Dive Brief:
- Enterprises receive 4,330 security alerts on average per day and only manage to detect and investigate 37% of those alerts, a report from Crogl found. The agentic AI company commissioned the Ponemon Institute to conduct an independent survey of 649 IT and IT security practitioners across North America on the state of security operations in 2026.
- AI adoption in security workflows is growing among enterprises, but confidence in the technology’s ability to reduce threats is low, the report found. While 62% of organizations have adopted some form of AI, only 44% said the technology alone is effective in the security operations center, which is usually composed of a team of IT security professionals monitoring an enterprise’s IT infrastructure for real-time incidents.
- “Security teams are under relentless operational pressure,” Crogl CEO Monzy Merza said in a press release. “They are managing thousands of alerts every day while defending against increasingly complex attacks. AI is emerging as a critical force multiplier inside the SOC, but the research makes clear that automation alone is not enough.”
Dive Insight:
AI’s potential in security operations is rooted in the technology’s detection and automation capabilities, but deployment efforts face integration and oversight challenges.
Organizations using AI to manage alerts identified speed as the technology’s biggest plus, with 67% of survey respondents noting that it helps resolve security alerts faster. More than half of organizations with a dedicated SOC use AI within security operations to automate documentation, simplify cases and improve collaboration, the report found.
Still, 52% of respondents believe human analysts remain the most effective last line of defense in an AI-enabled SOC, compared with 44% who believe the same of AI on its own, according to the report.
AI agents stand to significantly transform SOCs, particularly for automating complex tasks, but agents are limited in their ability to replicate human knowledge, according to experts who presented at the Gartner Security & Risk Management Summit last year.
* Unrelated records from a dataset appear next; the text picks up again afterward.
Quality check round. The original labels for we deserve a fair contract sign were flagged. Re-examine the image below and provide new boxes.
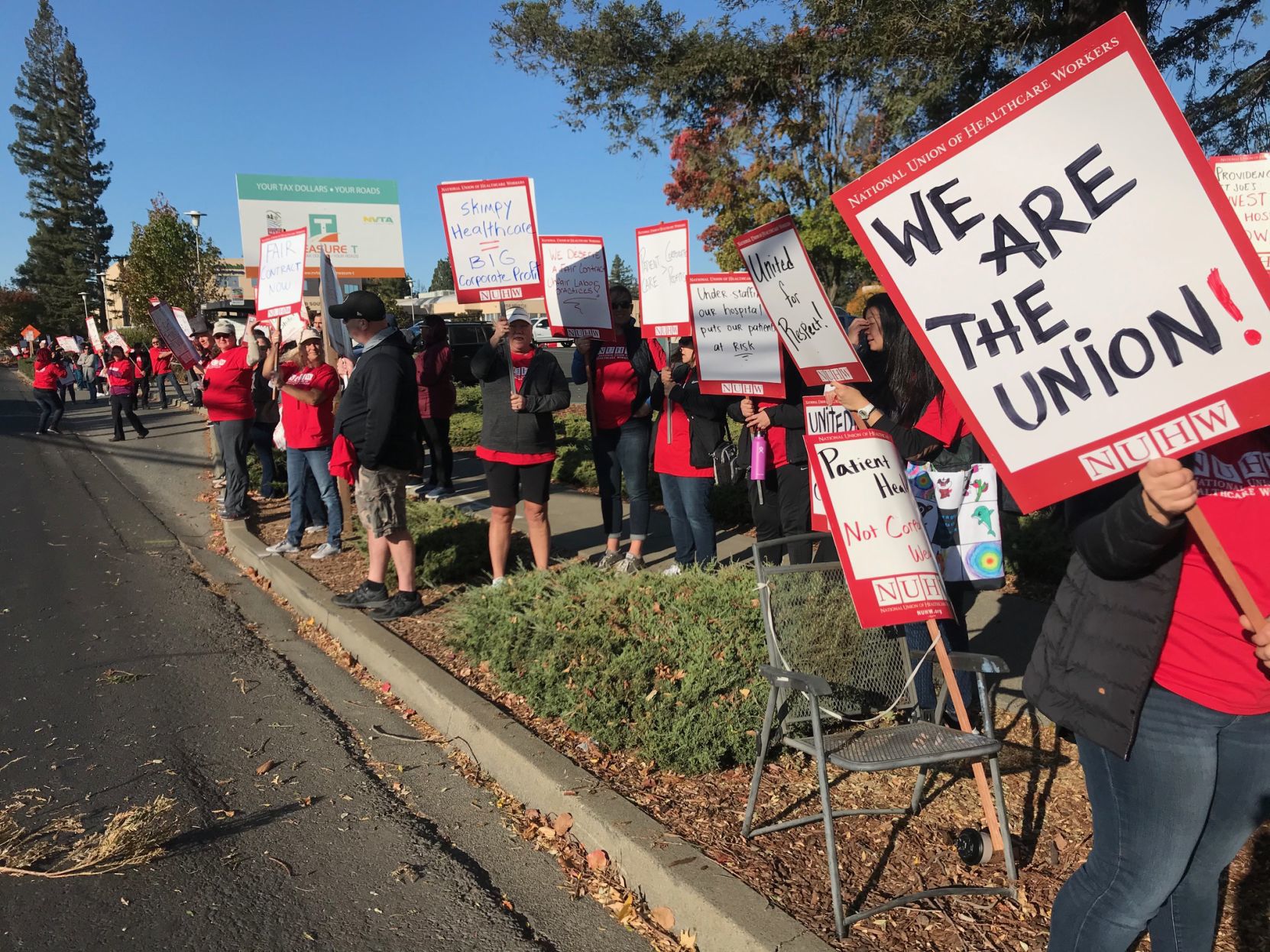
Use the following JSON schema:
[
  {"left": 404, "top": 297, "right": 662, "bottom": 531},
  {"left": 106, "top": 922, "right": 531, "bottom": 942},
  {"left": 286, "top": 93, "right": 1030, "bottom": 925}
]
[
  {"left": 804, "top": 430, "right": 953, "bottom": 628},
  {"left": 688, "top": 272, "right": 785, "bottom": 400},
  {"left": 437, "top": 178, "right": 543, "bottom": 305},
  {"left": 833, "top": 15, "right": 1270, "bottom": 510}
]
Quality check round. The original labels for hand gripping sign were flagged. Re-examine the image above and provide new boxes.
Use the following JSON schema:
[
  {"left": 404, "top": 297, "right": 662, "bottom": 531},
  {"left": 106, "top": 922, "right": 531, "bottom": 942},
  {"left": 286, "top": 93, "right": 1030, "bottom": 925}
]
[
  {"left": 688, "top": 272, "right": 785, "bottom": 399},
  {"left": 539, "top": 235, "right": 617, "bottom": 342},
  {"left": 733, "top": 215, "right": 869, "bottom": 384},
  {"left": 635, "top": 221, "right": 692, "bottom": 338},
  {"left": 437, "top": 178, "right": 543, "bottom": 305},
  {"left": 802, "top": 430, "right": 1002, "bottom": 849}
]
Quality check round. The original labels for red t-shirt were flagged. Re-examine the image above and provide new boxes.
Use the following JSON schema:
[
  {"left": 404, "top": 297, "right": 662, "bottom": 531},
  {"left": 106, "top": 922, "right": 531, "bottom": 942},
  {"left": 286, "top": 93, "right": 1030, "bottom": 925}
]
[
  {"left": 476, "top": 351, "right": 555, "bottom": 466},
  {"left": 591, "top": 343, "right": 639, "bottom": 430},
  {"left": 653, "top": 380, "right": 714, "bottom": 478},
  {"left": 1155, "top": 433, "right": 1270, "bottom": 714},
  {"left": 150, "top": 347, "right": 171, "bottom": 377},
  {"left": 203, "top": 344, "right": 255, "bottom": 423},
  {"left": 280, "top": 361, "right": 339, "bottom": 449}
]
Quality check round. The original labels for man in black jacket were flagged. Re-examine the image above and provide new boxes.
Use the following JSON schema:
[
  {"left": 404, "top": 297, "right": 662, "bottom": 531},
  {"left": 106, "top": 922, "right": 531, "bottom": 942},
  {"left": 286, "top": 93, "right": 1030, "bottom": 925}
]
[{"left": 330, "top": 290, "right": 423, "bottom": 620}]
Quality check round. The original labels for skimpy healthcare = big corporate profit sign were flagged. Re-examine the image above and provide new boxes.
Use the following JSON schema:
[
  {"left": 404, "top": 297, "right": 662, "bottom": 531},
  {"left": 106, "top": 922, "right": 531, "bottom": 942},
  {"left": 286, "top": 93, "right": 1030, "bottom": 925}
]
[{"left": 236, "top": 175, "right": 405, "bottom": 278}]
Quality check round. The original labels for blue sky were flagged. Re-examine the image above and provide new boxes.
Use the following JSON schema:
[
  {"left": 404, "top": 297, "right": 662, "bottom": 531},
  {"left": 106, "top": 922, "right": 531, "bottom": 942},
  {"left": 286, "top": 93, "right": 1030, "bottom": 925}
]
[{"left": 0, "top": 0, "right": 731, "bottom": 290}]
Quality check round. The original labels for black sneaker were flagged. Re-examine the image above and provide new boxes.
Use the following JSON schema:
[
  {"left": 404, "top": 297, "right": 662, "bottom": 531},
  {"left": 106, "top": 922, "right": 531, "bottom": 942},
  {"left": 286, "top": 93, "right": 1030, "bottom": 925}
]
[
  {"left": 332, "top": 581, "right": 393, "bottom": 608},
  {"left": 367, "top": 591, "right": 423, "bottom": 622}
]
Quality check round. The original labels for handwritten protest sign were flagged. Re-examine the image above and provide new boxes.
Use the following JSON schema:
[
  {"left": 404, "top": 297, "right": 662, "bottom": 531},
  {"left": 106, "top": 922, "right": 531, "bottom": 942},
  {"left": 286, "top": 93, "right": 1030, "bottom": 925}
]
[
  {"left": 255, "top": 228, "right": 309, "bottom": 340},
  {"left": 635, "top": 221, "right": 692, "bottom": 338},
  {"left": 84, "top": 315, "right": 102, "bottom": 355},
  {"left": 1212, "top": 152, "right": 1270, "bottom": 270},
  {"left": 687, "top": 272, "right": 785, "bottom": 399},
  {"left": 802, "top": 395, "right": 856, "bottom": 532},
  {"left": 539, "top": 235, "right": 616, "bottom": 340},
  {"left": 150, "top": 297, "right": 198, "bottom": 371},
  {"left": 804, "top": 430, "right": 953, "bottom": 628},
  {"left": 833, "top": 15, "right": 1270, "bottom": 510},
  {"left": 733, "top": 215, "right": 869, "bottom": 384},
  {"left": 437, "top": 178, "right": 543, "bottom": 305}
]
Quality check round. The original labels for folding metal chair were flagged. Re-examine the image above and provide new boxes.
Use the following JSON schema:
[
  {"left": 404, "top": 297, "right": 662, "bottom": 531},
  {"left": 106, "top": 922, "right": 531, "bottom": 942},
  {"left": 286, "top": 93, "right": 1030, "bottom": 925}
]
[{"left": 740, "top": 533, "right": 1017, "bottom": 937}]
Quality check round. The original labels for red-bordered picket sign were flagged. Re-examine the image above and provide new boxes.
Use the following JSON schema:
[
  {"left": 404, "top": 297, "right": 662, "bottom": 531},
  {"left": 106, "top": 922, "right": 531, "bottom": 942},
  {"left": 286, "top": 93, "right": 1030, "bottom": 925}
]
[
  {"left": 733, "top": 215, "right": 869, "bottom": 384},
  {"left": 635, "top": 221, "right": 692, "bottom": 338},
  {"left": 833, "top": 15, "right": 1270, "bottom": 510},
  {"left": 539, "top": 235, "right": 617, "bottom": 342},
  {"left": 437, "top": 176, "right": 543, "bottom": 305},
  {"left": 687, "top": 272, "right": 785, "bottom": 400},
  {"left": 1209, "top": 152, "right": 1270, "bottom": 270}
]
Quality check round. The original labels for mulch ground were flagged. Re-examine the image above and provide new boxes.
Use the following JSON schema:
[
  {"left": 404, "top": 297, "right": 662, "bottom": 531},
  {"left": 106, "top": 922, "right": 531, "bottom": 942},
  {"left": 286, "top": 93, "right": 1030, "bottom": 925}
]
[{"left": 238, "top": 500, "right": 1270, "bottom": 952}]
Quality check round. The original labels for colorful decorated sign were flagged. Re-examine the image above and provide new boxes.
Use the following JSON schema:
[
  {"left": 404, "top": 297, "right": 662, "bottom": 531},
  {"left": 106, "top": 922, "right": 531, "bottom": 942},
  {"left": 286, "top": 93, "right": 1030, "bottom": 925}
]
[
  {"left": 635, "top": 221, "right": 692, "bottom": 338},
  {"left": 539, "top": 235, "right": 617, "bottom": 340},
  {"left": 833, "top": 15, "right": 1270, "bottom": 510},
  {"left": 733, "top": 215, "right": 869, "bottom": 384},
  {"left": 687, "top": 272, "right": 785, "bottom": 399},
  {"left": 1212, "top": 152, "right": 1270, "bottom": 270},
  {"left": 802, "top": 395, "right": 856, "bottom": 532},
  {"left": 437, "top": 178, "right": 543, "bottom": 305},
  {"left": 804, "top": 430, "right": 953, "bottom": 628}
]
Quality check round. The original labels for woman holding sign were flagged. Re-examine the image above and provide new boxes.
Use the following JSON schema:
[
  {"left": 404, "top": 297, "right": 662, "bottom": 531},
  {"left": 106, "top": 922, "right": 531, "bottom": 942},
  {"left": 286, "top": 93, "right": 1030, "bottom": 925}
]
[{"left": 1024, "top": 446, "right": 1270, "bottom": 952}]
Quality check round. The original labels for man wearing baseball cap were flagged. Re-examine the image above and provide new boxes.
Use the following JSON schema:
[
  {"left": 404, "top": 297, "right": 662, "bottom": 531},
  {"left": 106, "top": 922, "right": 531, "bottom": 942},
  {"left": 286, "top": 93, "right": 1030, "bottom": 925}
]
[{"left": 329, "top": 290, "right": 423, "bottom": 620}]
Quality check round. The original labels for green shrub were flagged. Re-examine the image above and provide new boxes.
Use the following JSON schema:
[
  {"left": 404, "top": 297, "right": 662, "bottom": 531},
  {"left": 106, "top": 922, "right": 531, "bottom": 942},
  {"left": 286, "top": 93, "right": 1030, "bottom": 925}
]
[{"left": 449, "top": 565, "right": 767, "bottom": 773}]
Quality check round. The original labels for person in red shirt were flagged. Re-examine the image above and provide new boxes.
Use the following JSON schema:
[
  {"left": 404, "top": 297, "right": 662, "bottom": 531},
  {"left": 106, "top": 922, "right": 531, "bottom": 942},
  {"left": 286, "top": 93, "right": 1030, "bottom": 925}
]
[
  {"left": 105, "top": 347, "right": 150, "bottom": 443},
  {"left": 34, "top": 347, "right": 66, "bottom": 436},
  {"left": 261, "top": 329, "right": 344, "bottom": 559},
  {"left": 1024, "top": 442, "right": 1270, "bottom": 952},
  {"left": 653, "top": 338, "right": 731, "bottom": 575},
  {"left": 203, "top": 317, "right": 261, "bottom": 519}
]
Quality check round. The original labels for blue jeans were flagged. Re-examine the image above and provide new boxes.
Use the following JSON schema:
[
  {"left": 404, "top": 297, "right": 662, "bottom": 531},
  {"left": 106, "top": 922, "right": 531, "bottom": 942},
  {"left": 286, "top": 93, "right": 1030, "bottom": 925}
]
[
  {"left": 658, "top": 472, "right": 715, "bottom": 565},
  {"left": 1049, "top": 685, "right": 1270, "bottom": 952},
  {"left": 591, "top": 416, "right": 653, "bottom": 542},
  {"left": 156, "top": 371, "right": 190, "bottom": 407},
  {"left": 287, "top": 447, "right": 344, "bottom": 546}
]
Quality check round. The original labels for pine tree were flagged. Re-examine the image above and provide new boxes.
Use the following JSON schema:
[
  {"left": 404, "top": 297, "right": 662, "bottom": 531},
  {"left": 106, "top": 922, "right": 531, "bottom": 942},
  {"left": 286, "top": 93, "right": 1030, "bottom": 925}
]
[{"left": 9, "top": 0, "right": 112, "bottom": 330}]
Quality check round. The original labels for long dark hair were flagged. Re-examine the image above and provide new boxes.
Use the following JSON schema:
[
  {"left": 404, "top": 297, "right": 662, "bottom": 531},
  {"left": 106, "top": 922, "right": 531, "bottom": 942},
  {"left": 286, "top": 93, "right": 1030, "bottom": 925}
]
[{"left": 863, "top": 294, "right": 944, "bottom": 426}]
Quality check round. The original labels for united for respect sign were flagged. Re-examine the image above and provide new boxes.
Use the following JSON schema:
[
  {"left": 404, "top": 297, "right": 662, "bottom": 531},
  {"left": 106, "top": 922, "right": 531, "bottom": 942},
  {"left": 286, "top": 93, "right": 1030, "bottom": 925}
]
[
  {"left": 635, "top": 221, "right": 692, "bottom": 338},
  {"left": 437, "top": 178, "right": 543, "bottom": 305},
  {"left": 539, "top": 235, "right": 616, "bottom": 340},
  {"left": 833, "top": 15, "right": 1270, "bottom": 510},
  {"left": 804, "top": 430, "right": 953, "bottom": 628},
  {"left": 236, "top": 175, "right": 405, "bottom": 278},
  {"left": 733, "top": 215, "right": 869, "bottom": 384},
  {"left": 688, "top": 273, "right": 785, "bottom": 399}
]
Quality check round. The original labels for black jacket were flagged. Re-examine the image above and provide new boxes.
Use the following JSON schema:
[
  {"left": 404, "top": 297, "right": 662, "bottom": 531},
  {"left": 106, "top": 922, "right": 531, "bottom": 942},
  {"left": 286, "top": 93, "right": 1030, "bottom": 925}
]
[
  {"left": 1024, "top": 477, "right": 1189, "bottom": 756},
  {"left": 471, "top": 340, "right": 569, "bottom": 453},
  {"left": 653, "top": 364, "right": 731, "bottom": 470},
  {"left": 334, "top": 330, "right": 419, "bottom": 471}
]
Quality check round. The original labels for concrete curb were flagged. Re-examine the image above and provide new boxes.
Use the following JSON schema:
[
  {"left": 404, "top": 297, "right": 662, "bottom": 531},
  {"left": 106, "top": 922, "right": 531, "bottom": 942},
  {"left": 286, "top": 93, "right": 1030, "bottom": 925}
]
[{"left": 225, "top": 523, "right": 829, "bottom": 952}]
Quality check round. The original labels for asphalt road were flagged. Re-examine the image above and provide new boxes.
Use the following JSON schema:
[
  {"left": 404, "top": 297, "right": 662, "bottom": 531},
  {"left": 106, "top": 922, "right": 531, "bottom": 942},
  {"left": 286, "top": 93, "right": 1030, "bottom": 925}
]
[{"left": 0, "top": 371, "right": 646, "bottom": 952}]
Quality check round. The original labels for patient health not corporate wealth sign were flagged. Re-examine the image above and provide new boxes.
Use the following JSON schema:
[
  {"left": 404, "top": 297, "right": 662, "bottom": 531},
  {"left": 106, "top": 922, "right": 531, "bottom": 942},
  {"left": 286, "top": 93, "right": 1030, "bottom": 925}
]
[
  {"left": 833, "top": 15, "right": 1270, "bottom": 510},
  {"left": 236, "top": 175, "right": 405, "bottom": 278}
]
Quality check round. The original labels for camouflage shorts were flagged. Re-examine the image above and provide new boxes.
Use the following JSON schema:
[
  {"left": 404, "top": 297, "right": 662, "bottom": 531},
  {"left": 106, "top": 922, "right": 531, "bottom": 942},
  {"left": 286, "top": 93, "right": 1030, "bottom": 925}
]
[{"left": 353, "top": 467, "right": 410, "bottom": 538}]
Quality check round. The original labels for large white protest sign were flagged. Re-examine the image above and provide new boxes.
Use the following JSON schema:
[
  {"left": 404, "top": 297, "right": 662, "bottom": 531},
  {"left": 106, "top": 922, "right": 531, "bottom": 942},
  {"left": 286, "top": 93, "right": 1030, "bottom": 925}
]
[
  {"left": 833, "top": 15, "right": 1270, "bottom": 510},
  {"left": 687, "top": 272, "right": 785, "bottom": 399},
  {"left": 804, "top": 430, "right": 953, "bottom": 628},
  {"left": 539, "top": 235, "right": 616, "bottom": 340},
  {"left": 437, "top": 178, "right": 543, "bottom": 305},
  {"left": 733, "top": 215, "right": 869, "bottom": 384},
  {"left": 255, "top": 228, "right": 309, "bottom": 338},
  {"left": 150, "top": 297, "right": 199, "bottom": 371},
  {"left": 1213, "top": 152, "right": 1270, "bottom": 270},
  {"left": 635, "top": 221, "right": 692, "bottom": 338},
  {"left": 802, "top": 395, "right": 856, "bottom": 532}
]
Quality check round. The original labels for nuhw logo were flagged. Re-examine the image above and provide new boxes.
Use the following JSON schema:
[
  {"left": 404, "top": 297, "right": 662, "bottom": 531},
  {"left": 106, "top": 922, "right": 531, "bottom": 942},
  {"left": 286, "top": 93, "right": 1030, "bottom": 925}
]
[{"left": 309, "top": 215, "right": 339, "bottom": 244}]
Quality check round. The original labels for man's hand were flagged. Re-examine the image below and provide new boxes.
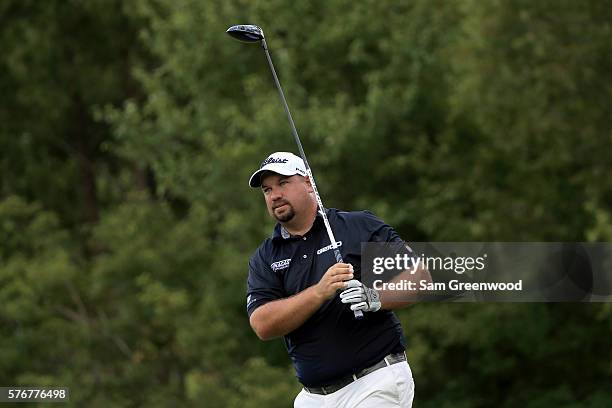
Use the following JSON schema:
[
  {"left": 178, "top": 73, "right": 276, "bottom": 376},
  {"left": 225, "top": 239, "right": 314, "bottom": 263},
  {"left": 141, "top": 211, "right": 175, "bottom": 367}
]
[
  {"left": 340, "top": 280, "right": 381, "bottom": 312},
  {"left": 315, "top": 263, "right": 353, "bottom": 300}
]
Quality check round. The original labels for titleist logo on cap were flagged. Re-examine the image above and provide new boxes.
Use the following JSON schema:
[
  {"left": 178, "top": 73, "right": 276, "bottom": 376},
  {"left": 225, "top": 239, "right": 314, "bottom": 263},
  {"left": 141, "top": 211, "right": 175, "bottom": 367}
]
[{"left": 259, "top": 157, "right": 288, "bottom": 167}]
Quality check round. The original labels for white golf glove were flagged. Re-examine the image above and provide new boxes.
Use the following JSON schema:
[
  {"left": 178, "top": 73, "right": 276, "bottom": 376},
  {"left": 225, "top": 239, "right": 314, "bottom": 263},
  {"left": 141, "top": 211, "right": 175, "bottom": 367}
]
[{"left": 340, "top": 279, "right": 381, "bottom": 312}]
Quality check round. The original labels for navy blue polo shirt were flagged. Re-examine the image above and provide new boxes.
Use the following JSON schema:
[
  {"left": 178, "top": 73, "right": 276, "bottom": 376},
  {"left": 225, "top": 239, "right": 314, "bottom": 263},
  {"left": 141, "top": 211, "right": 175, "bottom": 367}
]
[{"left": 247, "top": 208, "right": 405, "bottom": 387}]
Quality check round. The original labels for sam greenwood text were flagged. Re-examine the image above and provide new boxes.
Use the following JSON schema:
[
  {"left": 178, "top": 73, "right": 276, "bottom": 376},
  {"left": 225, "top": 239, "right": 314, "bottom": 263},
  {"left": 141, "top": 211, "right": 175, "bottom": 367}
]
[{"left": 374, "top": 279, "right": 523, "bottom": 291}]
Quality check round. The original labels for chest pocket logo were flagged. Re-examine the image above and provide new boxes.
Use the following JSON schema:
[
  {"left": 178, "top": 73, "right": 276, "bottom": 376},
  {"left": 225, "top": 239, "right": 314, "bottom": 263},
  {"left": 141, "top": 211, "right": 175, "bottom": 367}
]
[
  {"left": 317, "top": 241, "right": 342, "bottom": 255},
  {"left": 270, "top": 258, "right": 291, "bottom": 272}
]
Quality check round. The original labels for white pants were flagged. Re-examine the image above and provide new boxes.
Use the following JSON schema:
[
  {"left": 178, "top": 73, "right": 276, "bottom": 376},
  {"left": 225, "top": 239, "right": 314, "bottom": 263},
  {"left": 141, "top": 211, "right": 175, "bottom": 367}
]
[{"left": 293, "top": 361, "right": 414, "bottom": 408}]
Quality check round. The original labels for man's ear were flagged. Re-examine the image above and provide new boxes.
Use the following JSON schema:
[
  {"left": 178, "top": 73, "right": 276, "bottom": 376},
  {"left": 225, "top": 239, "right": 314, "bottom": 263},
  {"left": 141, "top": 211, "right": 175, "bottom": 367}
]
[{"left": 304, "top": 176, "right": 314, "bottom": 193}]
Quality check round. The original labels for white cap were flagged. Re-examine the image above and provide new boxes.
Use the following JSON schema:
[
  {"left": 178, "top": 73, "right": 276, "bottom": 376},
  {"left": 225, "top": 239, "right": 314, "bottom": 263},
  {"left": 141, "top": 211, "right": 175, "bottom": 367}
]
[{"left": 249, "top": 152, "right": 306, "bottom": 187}]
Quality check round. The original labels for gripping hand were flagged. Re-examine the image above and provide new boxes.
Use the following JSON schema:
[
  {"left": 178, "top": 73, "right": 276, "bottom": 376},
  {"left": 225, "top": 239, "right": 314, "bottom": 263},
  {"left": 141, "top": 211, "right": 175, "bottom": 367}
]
[{"left": 340, "top": 279, "right": 381, "bottom": 312}]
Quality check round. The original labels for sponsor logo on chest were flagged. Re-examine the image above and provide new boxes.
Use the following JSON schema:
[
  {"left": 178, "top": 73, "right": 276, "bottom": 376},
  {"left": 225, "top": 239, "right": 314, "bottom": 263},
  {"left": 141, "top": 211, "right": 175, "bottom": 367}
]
[{"left": 270, "top": 258, "right": 291, "bottom": 272}]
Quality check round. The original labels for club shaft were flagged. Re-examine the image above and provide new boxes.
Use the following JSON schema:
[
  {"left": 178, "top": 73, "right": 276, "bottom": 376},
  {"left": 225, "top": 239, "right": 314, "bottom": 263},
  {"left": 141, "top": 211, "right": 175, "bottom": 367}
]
[{"left": 261, "top": 39, "right": 363, "bottom": 319}]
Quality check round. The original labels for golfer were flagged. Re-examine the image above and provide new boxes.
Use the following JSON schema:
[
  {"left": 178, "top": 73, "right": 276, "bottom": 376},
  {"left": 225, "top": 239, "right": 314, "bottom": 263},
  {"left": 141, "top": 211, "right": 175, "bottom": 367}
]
[{"left": 247, "top": 152, "right": 414, "bottom": 408}]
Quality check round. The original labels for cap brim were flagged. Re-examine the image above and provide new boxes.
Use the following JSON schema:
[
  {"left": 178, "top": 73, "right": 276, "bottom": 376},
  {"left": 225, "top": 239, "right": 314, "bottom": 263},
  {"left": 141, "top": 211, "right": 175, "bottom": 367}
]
[{"left": 249, "top": 163, "right": 300, "bottom": 188}]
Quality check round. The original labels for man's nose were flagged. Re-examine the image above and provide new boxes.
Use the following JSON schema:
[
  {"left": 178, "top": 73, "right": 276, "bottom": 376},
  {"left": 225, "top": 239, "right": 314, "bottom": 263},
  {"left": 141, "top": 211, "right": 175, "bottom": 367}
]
[{"left": 270, "top": 188, "right": 283, "bottom": 201}]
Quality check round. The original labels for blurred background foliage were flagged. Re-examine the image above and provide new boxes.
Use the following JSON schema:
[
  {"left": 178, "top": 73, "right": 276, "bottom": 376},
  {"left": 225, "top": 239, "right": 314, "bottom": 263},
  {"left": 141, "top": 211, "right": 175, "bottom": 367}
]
[{"left": 0, "top": 0, "right": 612, "bottom": 408}]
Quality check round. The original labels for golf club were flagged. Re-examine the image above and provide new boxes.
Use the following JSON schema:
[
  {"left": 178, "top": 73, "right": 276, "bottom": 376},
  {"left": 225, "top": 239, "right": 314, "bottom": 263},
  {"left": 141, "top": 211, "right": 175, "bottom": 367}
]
[{"left": 226, "top": 24, "right": 363, "bottom": 319}]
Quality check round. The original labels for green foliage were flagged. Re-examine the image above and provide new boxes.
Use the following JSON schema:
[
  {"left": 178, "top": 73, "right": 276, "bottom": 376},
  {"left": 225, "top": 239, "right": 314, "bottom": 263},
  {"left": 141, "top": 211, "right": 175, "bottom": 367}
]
[{"left": 0, "top": 0, "right": 612, "bottom": 408}]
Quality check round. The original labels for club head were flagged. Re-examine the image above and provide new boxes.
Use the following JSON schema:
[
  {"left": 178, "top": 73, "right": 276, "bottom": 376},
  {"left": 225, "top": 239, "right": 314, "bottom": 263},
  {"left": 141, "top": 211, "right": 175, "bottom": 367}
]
[{"left": 226, "top": 24, "right": 264, "bottom": 42}]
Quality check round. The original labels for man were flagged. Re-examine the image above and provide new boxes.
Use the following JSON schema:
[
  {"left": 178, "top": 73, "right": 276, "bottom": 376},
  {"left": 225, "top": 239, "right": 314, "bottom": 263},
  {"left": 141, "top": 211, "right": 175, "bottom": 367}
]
[{"left": 247, "top": 152, "right": 424, "bottom": 408}]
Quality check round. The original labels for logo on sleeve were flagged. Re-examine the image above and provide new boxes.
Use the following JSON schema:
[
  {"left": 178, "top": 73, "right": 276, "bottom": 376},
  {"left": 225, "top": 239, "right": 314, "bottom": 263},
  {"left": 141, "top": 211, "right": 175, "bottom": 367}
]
[
  {"left": 247, "top": 295, "right": 257, "bottom": 307},
  {"left": 270, "top": 258, "right": 291, "bottom": 272}
]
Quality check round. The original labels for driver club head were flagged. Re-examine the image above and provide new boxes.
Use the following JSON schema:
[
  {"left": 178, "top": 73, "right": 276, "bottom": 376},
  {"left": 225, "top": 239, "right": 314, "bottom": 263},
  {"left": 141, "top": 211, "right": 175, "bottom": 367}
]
[{"left": 226, "top": 24, "right": 264, "bottom": 43}]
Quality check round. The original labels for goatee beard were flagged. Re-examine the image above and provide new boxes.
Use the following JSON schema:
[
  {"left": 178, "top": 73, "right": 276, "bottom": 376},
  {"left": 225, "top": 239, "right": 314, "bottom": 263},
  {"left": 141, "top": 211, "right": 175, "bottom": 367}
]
[{"left": 274, "top": 206, "right": 295, "bottom": 222}]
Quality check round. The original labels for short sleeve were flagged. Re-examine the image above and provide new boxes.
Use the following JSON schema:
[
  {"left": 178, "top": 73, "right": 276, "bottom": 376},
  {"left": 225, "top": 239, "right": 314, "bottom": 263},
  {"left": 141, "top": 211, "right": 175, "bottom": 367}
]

Humans will continue to play a pivotal role as AI agent actions will require monitoring.
However, additional barriers exist to deploying AI within an SOC. Half of survey respondents cited challenges integrating AI into existing workflows and another 49% said data is too dispersed and difficult to standardize.
Oversight marks another challenge, with only 36% of organizations indicating a strong ability to detect whether AI tools could be introducing data leakage, a rising governance risk among enterprises.
“Organizations that combine agentic speed with strong human oversight, disciplined workflows, and clear data governance are positioned to see the greatest impact,” Merza said.